Laying on the lambswool

Paul Vincent

Noticed anything different about the place? That's right — autumn is here. Slipped in unannounced last week. Hasn’t fully expressed itself yet, but will, sooner or later — and, once it does, you’ll know about it.


Unless, that is, you get into the habit of layering. The etymological origins of “layering” are somewhat vague, truth be told, but many believe its root derives from the old Saxon term for "cardigan with five buttons". And, lo, here is a cardigan with five buttons — plus low break, knitted elbows, and lambswool-marl make-up — just in time for autumn.

The marl cardigan is so-called because it is a plain-stitch mixture of two complementary shades of wool. Navy-blue and midnight-blue in this instance.

The summer just gone heralded the introduction of the cotton cardigan — and all well and good it is, too. But, as any cardigan-connoisseur will tell you, lambwool really is the only way to go from September onwards. Like its breezy cotton forerunner, the new lambswool marl cardigan is hand-framed by a comfortingly humble and family-run knitwear firm in the south-west of the British Isles. The knits this place makes are, by any measure, “right up there” — if not at the very top.

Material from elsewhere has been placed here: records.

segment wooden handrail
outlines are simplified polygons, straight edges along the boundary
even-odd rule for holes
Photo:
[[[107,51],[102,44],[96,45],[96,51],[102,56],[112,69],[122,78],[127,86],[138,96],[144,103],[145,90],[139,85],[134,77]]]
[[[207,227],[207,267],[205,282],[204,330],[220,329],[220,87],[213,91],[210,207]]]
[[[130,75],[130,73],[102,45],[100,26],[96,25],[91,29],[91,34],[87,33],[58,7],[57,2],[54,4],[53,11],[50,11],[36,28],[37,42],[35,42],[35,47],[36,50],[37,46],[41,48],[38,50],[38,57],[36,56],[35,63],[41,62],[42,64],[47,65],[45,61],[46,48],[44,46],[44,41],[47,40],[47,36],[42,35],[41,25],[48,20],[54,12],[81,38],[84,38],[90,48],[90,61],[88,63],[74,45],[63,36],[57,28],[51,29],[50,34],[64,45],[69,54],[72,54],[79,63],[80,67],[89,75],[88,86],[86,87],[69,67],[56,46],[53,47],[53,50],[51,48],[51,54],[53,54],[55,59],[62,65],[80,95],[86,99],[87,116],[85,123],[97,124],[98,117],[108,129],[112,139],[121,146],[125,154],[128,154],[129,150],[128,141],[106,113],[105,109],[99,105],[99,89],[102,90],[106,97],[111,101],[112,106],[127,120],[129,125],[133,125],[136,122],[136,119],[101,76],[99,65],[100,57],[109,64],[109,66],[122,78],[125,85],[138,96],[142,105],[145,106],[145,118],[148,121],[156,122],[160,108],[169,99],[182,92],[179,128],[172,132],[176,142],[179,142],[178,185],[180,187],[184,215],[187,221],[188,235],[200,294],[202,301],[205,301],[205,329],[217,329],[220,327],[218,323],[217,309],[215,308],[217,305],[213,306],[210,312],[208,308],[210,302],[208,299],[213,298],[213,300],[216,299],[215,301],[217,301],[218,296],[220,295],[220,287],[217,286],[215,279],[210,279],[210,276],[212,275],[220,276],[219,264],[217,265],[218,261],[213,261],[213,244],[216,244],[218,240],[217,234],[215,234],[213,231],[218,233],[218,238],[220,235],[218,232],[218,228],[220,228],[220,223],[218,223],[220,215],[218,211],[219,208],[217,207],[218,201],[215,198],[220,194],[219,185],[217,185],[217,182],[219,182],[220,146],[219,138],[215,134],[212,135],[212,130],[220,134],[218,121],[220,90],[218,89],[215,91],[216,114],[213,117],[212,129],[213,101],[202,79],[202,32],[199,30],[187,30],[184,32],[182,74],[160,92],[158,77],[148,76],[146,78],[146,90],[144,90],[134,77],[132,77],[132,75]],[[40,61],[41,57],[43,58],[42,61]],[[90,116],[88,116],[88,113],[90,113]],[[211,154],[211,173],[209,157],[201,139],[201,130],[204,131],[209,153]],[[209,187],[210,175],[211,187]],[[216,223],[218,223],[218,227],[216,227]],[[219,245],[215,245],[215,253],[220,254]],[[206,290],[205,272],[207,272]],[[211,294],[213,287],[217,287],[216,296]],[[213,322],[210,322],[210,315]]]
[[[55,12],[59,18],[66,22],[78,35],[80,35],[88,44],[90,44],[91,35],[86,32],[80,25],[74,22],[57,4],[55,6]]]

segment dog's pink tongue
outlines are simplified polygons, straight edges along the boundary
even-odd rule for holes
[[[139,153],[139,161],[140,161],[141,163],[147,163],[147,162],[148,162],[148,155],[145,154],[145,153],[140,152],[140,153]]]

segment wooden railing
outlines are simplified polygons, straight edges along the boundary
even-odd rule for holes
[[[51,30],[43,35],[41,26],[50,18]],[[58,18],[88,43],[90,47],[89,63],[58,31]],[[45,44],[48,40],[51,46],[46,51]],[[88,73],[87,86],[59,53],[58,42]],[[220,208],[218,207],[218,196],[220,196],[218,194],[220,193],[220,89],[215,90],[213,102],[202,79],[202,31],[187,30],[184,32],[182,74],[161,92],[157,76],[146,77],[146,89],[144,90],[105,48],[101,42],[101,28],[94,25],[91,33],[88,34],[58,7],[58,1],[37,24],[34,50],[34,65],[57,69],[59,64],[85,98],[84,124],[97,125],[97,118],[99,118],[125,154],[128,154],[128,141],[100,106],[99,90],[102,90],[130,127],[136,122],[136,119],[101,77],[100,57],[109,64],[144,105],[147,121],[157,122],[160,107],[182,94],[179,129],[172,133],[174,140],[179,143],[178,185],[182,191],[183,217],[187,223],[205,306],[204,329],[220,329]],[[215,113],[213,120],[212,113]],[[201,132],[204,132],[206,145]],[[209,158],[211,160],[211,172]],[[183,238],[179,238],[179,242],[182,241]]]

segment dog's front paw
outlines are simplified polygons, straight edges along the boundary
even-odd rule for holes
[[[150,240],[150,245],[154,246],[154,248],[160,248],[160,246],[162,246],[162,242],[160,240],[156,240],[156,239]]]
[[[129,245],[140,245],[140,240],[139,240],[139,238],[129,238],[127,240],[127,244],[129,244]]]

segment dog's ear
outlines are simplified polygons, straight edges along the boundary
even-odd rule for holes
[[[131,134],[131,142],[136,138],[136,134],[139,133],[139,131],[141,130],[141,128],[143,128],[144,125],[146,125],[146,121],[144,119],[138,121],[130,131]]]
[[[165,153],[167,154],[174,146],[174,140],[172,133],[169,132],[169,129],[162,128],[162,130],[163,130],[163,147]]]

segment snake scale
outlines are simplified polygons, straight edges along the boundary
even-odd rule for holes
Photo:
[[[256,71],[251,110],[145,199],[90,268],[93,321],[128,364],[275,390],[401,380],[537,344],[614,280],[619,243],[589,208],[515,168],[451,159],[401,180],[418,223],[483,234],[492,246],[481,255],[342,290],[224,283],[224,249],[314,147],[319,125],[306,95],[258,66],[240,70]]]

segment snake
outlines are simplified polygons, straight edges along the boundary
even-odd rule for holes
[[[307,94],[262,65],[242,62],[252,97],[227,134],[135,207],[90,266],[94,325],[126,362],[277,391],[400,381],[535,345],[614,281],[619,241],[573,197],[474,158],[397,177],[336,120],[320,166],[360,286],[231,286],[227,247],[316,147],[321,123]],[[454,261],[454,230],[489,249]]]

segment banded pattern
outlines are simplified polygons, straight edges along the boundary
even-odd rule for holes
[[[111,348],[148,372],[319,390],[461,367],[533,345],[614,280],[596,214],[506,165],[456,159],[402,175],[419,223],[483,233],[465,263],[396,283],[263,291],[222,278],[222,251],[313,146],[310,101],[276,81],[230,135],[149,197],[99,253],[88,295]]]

Hand-looming, as once waffled on about here, means that every cardigan is made by someone very skilfully, very slowly, knitting back and forth on a trusty old single-bed weaving contraption. Such is the toil that this hand-looming business entails, very few bother themselves with it anymore, but the qualities of it, up close, to the touch, are unmistakeable: it is luxury-grade stuff. The cardigans are not only hand-framed; they're fully fashioned, too. Fully-fashioning is a funnily-named way of making knitwear which results in pleasingly neat and anatomical fits — which are quickly recognised once you try one of them on — rather the type of fit which might result from cobbling together any old cardigan body and sleeves.


The buttons — all five of them — are Midlands-made, four-hole, dark matte horn, with a slight indention in the middle.


There is more to the lambswool marl cardigan that its hand-framed and fully fashioned nature. The fact it is made from a ludicrously high-grade lambswool, for one — making it soft, lightweight, and disarmingly warm. There’s the tuck-stitched elbows and seam-to-placket pockets, too, which give extra durability in the key areas. These matters and more besides are waffled on about in not-inconsiderable depth on the freshly published pages of the derby-grey and navy-midnight cardigans, shown on this page, from this very day.